To improve performance, we unroll the nested loops which reduce the total number of instructions. To improve memory access time, we take advantage of the fact that there are no data dependencies between the threads. Instead of using shared memory, we store the path history P for each thread directly in registers. We found storing the array in registers to be faster since operations with shared memory as an operand is known to be slower [12] . Using registers instead of shared memory also eliminates memory address computation.
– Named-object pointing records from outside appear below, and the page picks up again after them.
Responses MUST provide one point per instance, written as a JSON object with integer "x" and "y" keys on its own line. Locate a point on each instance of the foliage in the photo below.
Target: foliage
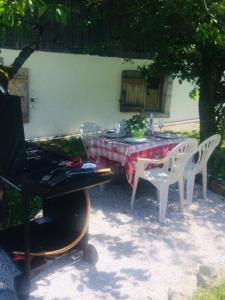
{"x": 136, "y": 122}
{"x": 16, "y": 207}
{"x": 20, "y": 14}
{"x": 214, "y": 292}
{"x": 185, "y": 39}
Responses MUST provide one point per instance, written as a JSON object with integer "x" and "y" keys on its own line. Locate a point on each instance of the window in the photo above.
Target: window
{"x": 150, "y": 95}
{"x": 19, "y": 86}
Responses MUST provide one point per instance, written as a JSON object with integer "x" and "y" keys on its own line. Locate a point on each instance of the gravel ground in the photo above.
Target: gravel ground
{"x": 138, "y": 257}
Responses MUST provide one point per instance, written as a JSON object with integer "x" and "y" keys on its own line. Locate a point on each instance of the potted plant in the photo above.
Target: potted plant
{"x": 136, "y": 126}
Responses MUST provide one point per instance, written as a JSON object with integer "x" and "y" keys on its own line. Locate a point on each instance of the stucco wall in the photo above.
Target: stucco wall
{"x": 70, "y": 89}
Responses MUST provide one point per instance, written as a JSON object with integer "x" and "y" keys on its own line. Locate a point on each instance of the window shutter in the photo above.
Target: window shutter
{"x": 19, "y": 86}
{"x": 133, "y": 91}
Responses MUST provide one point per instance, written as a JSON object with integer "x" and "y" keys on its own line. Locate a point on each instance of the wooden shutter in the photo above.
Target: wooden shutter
{"x": 19, "y": 86}
{"x": 133, "y": 91}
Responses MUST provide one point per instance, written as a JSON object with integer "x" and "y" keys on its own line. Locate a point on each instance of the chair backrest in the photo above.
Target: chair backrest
{"x": 179, "y": 157}
{"x": 88, "y": 130}
{"x": 205, "y": 150}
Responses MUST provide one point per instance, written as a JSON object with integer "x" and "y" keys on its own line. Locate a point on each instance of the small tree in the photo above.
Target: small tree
{"x": 30, "y": 16}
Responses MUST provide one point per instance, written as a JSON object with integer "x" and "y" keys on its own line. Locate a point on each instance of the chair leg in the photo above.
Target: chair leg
{"x": 190, "y": 188}
{"x": 134, "y": 192}
{"x": 163, "y": 199}
{"x": 204, "y": 183}
{"x": 102, "y": 187}
{"x": 181, "y": 193}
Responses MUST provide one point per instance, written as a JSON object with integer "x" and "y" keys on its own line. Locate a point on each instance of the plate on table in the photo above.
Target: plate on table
{"x": 135, "y": 140}
{"x": 167, "y": 135}
{"x": 113, "y": 135}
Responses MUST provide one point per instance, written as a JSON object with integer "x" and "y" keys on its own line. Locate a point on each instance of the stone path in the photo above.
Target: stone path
{"x": 138, "y": 257}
C. N-Way Parallel MIMO Detection
An SSFE detector employs QR decomposition followed by a single tree search described in previous section. We find an SSFE detector can perform up to 2dB worse compared to ML detection as shown in section V. To improve performance, we construct a larger candidate list by performing multiple tree searches in parallel. An instance of the proposed algorithm, two search passes for a 2×2 MIMO 16-QAM system, is shown in Fig. 2 . The inputs for each pass are the same, consisting of the channel matrix H and the received vector y. Since the detection order affects the performance of the detector and the optimal antenna detection order is not known, each pass uses a different antenna detection order to generate different candidates lists. A different antenna detection order can be obtained by a simple circular rotation of columns of H. In this design, we can run up to N parallel passes to generate N parallel M length candidate lists.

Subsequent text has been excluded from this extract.